Bis ich am Tisch ankomme, hat jemand anderes die Hobbit-Fantasie unterbrochen, ein Typ mit wuchtigen Schultern, der aussieht, als könne er das Mädel entzweibrechen. Der Hobbit übergibt ihm Christina und sieht mit missgünstiger Miene zu, wie der andere mit ihr tanzt. Meine Hand schließt sich fester um den Griff des Keramikkruges. Es fühlt sich an, als wären wir vom Pionierfilm direkt zur Landei-Version von Die Bachelorette gesprungen.

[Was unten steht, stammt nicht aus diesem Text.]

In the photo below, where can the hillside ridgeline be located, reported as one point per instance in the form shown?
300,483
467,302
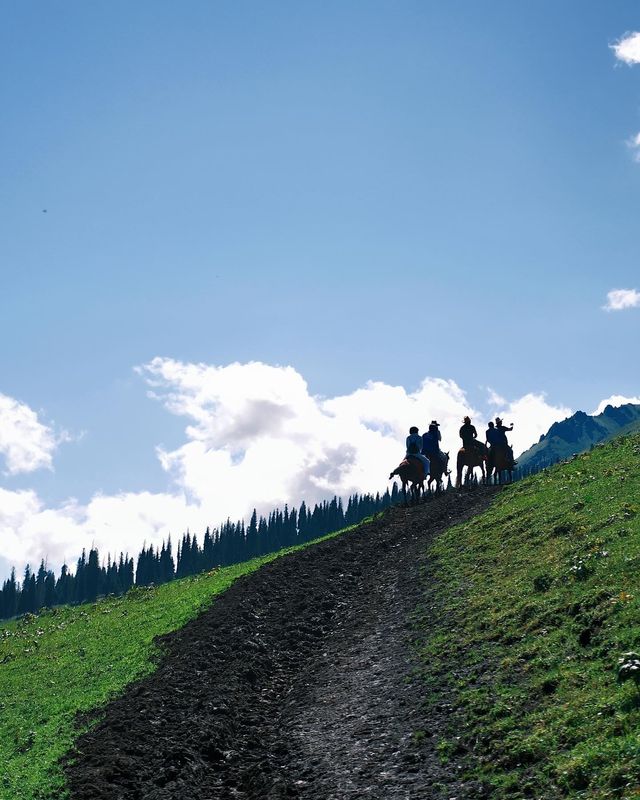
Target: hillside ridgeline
540,599
579,433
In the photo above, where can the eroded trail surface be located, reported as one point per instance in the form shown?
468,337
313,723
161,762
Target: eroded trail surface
296,683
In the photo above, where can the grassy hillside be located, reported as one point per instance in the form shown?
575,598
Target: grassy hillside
74,659
579,433
541,597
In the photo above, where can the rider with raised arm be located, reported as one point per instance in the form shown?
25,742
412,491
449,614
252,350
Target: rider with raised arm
501,438
414,448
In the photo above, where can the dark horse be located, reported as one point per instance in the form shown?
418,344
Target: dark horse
471,458
410,470
500,463
439,467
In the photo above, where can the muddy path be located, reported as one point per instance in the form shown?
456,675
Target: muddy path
296,683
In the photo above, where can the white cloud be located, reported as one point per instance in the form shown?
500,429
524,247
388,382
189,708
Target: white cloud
25,442
615,400
254,436
531,416
619,299
634,145
627,49
494,399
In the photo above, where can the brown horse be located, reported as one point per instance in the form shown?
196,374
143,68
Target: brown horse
410,470
472,458
500,462
439,467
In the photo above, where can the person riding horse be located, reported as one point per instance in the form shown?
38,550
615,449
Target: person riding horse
469,436
414,448
496,436
431,443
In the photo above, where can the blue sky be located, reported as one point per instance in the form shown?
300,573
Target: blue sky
364,191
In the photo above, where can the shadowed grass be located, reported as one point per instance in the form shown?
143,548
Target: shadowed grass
541,596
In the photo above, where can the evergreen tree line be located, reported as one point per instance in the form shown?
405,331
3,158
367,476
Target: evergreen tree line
231,543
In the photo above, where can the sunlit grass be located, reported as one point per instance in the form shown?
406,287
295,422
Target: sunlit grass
541,597
74,659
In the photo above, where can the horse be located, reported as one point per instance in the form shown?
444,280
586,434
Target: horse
410,470
472,458
439,467
500,461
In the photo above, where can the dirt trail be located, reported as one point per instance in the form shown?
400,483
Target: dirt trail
294,684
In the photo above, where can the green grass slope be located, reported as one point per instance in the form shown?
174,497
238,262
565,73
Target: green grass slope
75,659
541,596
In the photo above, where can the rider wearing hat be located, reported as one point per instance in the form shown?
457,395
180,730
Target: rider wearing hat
431,442
468,434
414,447
501,437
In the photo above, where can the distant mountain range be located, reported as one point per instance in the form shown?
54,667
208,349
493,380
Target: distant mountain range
579,433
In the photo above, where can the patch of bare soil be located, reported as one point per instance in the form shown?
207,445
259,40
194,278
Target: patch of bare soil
296,683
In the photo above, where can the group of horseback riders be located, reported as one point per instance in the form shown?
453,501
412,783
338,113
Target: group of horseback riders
426,448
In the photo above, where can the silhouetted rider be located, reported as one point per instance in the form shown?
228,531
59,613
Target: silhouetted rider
414,448
431,443
469,435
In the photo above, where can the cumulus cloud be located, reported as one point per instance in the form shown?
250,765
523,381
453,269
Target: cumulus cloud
254,437
25,442
627,49
615,400
620,299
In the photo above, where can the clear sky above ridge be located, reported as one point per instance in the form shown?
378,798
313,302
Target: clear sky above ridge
364,191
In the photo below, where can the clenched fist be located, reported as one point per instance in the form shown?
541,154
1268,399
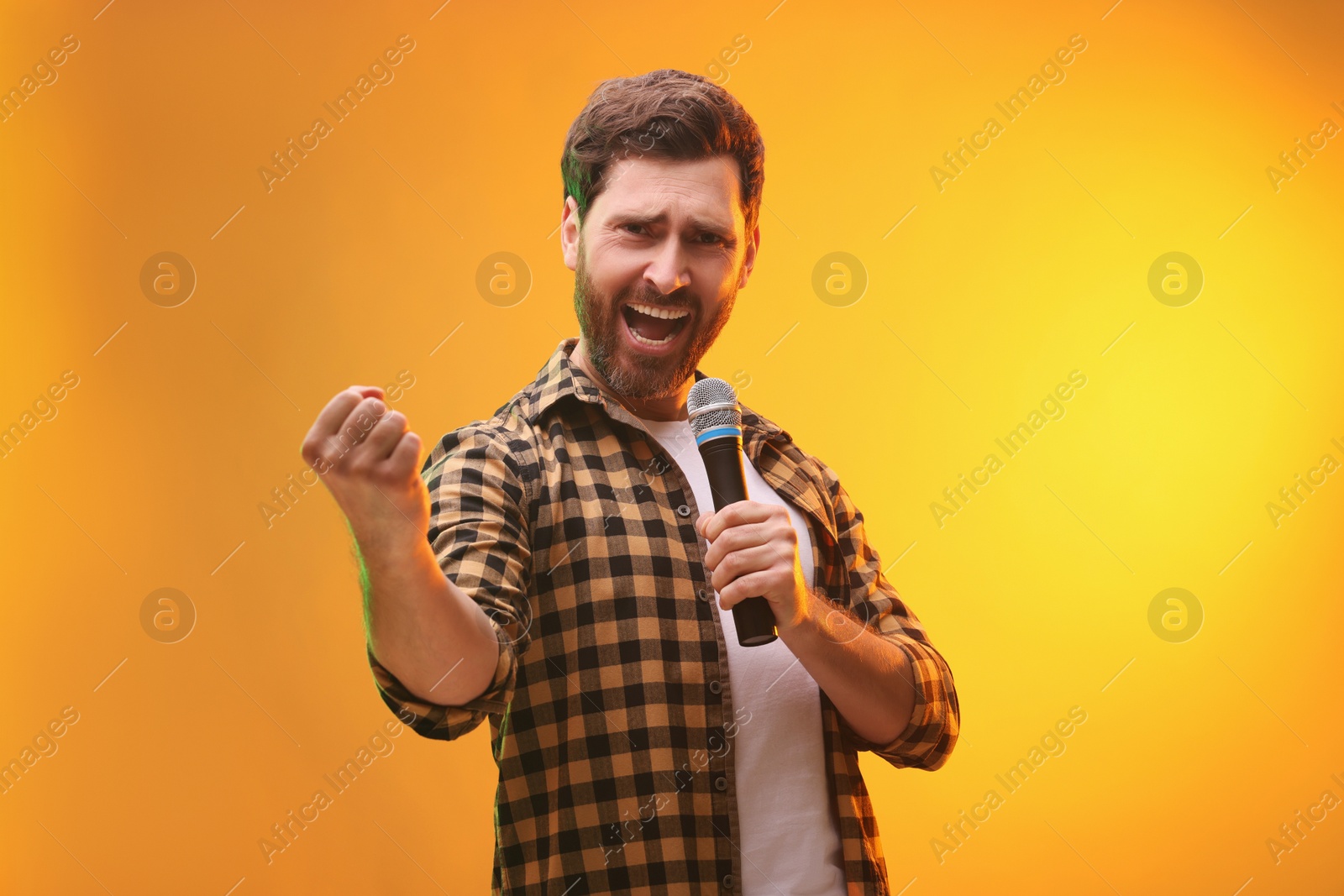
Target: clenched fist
370,463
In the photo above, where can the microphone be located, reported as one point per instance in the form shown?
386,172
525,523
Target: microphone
717,423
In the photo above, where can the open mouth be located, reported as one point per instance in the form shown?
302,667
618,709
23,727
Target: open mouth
654,327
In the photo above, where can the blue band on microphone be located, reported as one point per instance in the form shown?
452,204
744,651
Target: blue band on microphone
718,432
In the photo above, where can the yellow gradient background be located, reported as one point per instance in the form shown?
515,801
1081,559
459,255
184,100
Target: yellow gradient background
1028,265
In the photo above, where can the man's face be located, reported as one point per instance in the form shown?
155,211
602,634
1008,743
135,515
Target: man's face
663,238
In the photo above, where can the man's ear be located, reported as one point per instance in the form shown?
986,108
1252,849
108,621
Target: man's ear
749,262
570,233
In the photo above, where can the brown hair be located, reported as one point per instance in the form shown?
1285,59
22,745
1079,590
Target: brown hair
669,114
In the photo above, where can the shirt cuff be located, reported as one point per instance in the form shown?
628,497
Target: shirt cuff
934,721
445,721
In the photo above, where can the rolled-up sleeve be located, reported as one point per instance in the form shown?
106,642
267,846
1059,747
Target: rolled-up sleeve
936,720
479,532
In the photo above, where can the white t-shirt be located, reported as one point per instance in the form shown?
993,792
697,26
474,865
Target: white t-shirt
790,839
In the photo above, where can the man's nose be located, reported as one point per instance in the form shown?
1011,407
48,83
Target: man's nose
669,269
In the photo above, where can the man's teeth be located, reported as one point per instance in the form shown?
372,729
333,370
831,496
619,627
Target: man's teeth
659,312
649,342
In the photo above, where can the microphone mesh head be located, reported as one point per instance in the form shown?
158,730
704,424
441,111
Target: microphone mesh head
712,403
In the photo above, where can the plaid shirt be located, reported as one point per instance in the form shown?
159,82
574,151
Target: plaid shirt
612,714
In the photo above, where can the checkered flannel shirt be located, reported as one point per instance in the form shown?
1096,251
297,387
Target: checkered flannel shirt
612,714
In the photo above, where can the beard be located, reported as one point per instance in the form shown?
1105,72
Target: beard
628,371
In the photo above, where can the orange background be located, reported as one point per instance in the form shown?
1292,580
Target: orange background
1032,264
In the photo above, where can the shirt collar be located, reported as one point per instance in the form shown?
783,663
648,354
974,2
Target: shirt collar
562,376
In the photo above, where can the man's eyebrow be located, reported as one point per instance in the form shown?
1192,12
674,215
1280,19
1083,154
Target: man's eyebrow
660,217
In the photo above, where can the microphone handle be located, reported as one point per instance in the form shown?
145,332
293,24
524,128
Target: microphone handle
752,617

»Wir erziehen unsere Jungs zu Gentlemen«, lässt Rufus mich wissen. »Sie kriegen nur nicht oft so eine Chance wie diese.«
Ich schaue rüber zu Rufus, entdecke ein vergnügtes, aber messerscharfes Funkeln in seinen Augen. Das ist sein Reich, einen knappen Kilometer breit, beinahe gänzlich autark, eingegrenzt durch einen unsichtbaren, doch tödlichen Zaun, der die Außenwelt draußen hält. Was für ein Mann baut sich so ein Königreich? Was hat ihn dazu gebracht?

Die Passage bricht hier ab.